Instead of Left-Aligned, Spaced-Out Navigation…
…You could try a series of icons for navigation on the right side of the page, or text navigation strung across the top of the page. Maybe even try a navigation bar that scrolls along with the user as they move down the page, especially if you have long pages. You still want to make sure your navigation is very easy to find and use, but making it neater and more tightly-organized can only help the process.
Instead of Blue, Gray, or Black Layout Colors…
…Try other colors, possibly used alongside blue, gray, or black to make it a little less jarring. A dark burgundy could give subtle punch to an otherwise gray layout; a bright splash of pale yellow or green could liven up a black layout.
And if you really want to break out of the color cliche, try “strange” color combinations; recently on my main domain and its subsites, I’ve tried combinations like navy and peach, deep red and bright periwinkle blue, pale green and deep purple, etc., with success. (It all hinges on how much or how little you use each color; using a bright or vibrant color is great for drawing attention to new or featured content, for instance, but it’s not great for dousing the whole layout.)

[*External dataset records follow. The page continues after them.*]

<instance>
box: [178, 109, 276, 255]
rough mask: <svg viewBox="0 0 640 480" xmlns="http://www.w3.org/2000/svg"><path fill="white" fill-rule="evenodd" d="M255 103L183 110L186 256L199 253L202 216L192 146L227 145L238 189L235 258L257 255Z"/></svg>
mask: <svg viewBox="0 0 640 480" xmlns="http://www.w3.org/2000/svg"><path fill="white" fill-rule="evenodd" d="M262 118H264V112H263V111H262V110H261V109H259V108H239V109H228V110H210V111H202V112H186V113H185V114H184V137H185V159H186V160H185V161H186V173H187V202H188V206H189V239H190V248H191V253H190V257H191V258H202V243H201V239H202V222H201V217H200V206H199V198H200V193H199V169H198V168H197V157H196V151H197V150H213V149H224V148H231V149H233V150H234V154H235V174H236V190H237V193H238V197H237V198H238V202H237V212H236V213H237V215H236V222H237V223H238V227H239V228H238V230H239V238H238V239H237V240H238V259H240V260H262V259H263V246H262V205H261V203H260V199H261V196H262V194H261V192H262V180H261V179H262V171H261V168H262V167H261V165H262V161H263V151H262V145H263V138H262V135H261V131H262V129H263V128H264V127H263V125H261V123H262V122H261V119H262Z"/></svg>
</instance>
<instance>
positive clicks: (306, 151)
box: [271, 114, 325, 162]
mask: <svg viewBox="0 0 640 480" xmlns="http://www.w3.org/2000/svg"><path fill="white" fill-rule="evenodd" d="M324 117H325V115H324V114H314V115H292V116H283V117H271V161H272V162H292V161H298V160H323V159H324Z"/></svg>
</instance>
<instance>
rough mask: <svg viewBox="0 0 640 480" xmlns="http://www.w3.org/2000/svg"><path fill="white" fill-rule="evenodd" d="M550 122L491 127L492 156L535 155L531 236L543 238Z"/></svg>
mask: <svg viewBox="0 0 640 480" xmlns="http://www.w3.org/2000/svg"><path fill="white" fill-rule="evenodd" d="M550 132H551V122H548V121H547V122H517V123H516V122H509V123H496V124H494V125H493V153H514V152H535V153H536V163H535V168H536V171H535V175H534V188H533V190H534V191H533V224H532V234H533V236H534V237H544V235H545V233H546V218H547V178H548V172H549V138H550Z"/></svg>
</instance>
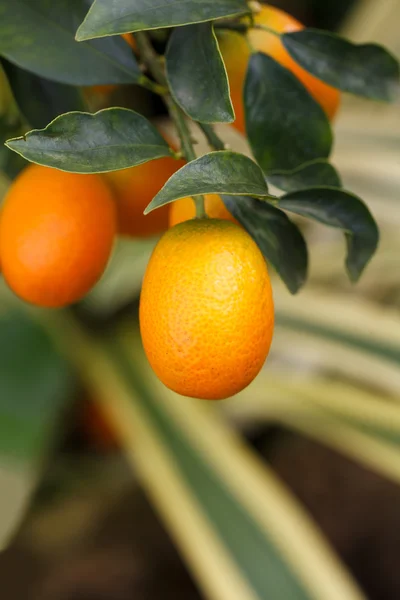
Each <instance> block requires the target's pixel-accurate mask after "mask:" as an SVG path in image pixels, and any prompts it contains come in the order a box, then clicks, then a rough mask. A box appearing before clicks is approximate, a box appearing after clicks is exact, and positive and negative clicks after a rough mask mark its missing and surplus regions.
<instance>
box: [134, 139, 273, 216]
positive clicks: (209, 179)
mask: <svg viewBox="0 0 400 600" xmlns="http://www.w3.org/2000/svg"><path fill="white" fill-rule="evenodd" d="M201 194H233V195H241V194H244V195H248V196H262V197H268V196H269V195H270V194H269V193H268V187H267V184H266V182H265V180H264V177H263V174H262V172H261V169H260V167H259V166H258V165H256V163H255V162H253V161H252V160H251V159H250V158H248V157H247V156H244V155H243V154H238V153H237V152H228V151H226V152H210V153H209V154H205V155H204V156H201V157H200V158H198V159H196V160H193V161H191V162H189V163H187V164H186V165H184V166H183V167H182V168H181V169H179V171H177V172H176V173H174V174H173V175H172V177H170V178H169V179H168V181H167V183H166V184H165V185H164V187H163V188H162V189H161V190H160V191H159V192H158V194H157V195H156V196H155V197H154V198H153V200H152V201H151V202H150V204H149V205H148V207H147V208H146V210H145V211H144V212H145V214H147V213H149V212H150V211H152V210H154V209H155V208H158V207H159V206H163V205H164V204H169V203H170V202H173V201H174V200H178V199H179V198H185V197H186V196H199V195H201Z"/></svg>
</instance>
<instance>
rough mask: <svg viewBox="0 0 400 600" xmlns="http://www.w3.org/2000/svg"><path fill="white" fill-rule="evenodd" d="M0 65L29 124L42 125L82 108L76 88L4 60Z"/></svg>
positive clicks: (83, 106) (27, 121)
mask: <svg viewBox="0 0 400 600" xmlns="http://www.w3.org/2000/svg"><path fill="white" fill-rule="evenodd" d="M2 65H3V67H4V70H5V72H6V74H7V77H8V80H9V82H10V85H11V89H12V91H13V94H14V97H15V100H16V101H17V104H18V107H19V109H20V111H21V113H22V114H23V116H24V118H25V119H26V121H27V122H28V123H29V125H31V127H35V128H40V127H45V126H46V125H47V123H49V122H50V121H52V120H53V119H55V118H56V117H57V116H58V115H59V114H61V113H64V112H69V111H71V110H83V109H84V106H83V101H82V98H81V95H80V93H79V90H78V89H77V88H75V87H73V86H70V85H64V84H62V83H56V82H54V81H49V80H48V79H43V78H41V77H38V76H37V75H33V74H32V73H29V72H28V71H25V70H24V69H20V68H19V67H17V66H15V65H13V64H12V63H10V62H8V61H7V60H3V61H2Z"/></svg>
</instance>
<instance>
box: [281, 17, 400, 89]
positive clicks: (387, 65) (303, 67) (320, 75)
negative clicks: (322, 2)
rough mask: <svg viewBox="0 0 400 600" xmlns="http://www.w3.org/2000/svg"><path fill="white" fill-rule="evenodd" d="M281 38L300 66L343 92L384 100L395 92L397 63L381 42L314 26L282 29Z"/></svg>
mask: <svg viewBox="0 0 400 600" xmlns="http://www.w3.org/2000/svg"><path fill="white" fill-rule="evenodd" d="M282 42H283V44H284V46H285V48H286V50H287V51H288V52H289V54H290V55H291V56H292V58H294V60H295V61H296V62H298V63H299V64H300V65H301V66H302V67H303V68H304V69H307V71H309V72H310V73H312V74H313V75H315V76H316V77H318V78H319V79H322V81H325V82H326V83H328V84H329V85H332V86H333V87H335V88H338V89H340V90H343V91H344V92H351V93H352V94H357V95H359V96H365V97H366V98H372V99H374V100H385V101H390V100H393V99H394V98H395V97H396V95H398V93H399V63H398V61H397V60H396V59H395V58H394V57H393V56H392V55H391V54H389V52H388V51H387V50H385V48H382V46H378V45H377V44H362V45H355V44H352V43H351V42H349V41H348V40H345V39H343V38H341V37H339V36H337V35H335V34H333V33H330V32H327V31H319V30H317V29H304V30H302V31H296V32H293V33H285V34H284V35H283V36H282Z"/></svg>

Instead of a Huge Empty Header or Footer…
…Make your header or footer retractable (with jQuery or a similar language), where the user can “fold” it up out of the way with a click when they don’t need to view it. Or you can use your header as an advertising space for your most accessed/favorited content, and your footer as ad space for other webmasters’ sites. Anything that uses that space as a content holder rather than dead space!
Instead of a Gradient Background Image…
…Check out what kinds of subtle, site-branding patterns you can use instead. You don’t have to have an animated GIF background image (God forbid!); you can try a small tiling symbol that represents your site, done in subtle shades that blend nicely with your overall layout’s colors. (For instance, for my main domain, I could use the stylized sun icon as a small tiling image in a slightly deeper or lighter shade of burgundy than the background color, adding a little design texture but not too much.)
Summary
Safe and familiar designs don’t have to trap us, as designers; sometimes, we just have to be willing to step outside our design “box,” just a little, changing the cliche just enough. Even the tiniest of changes can get our design Muses going again!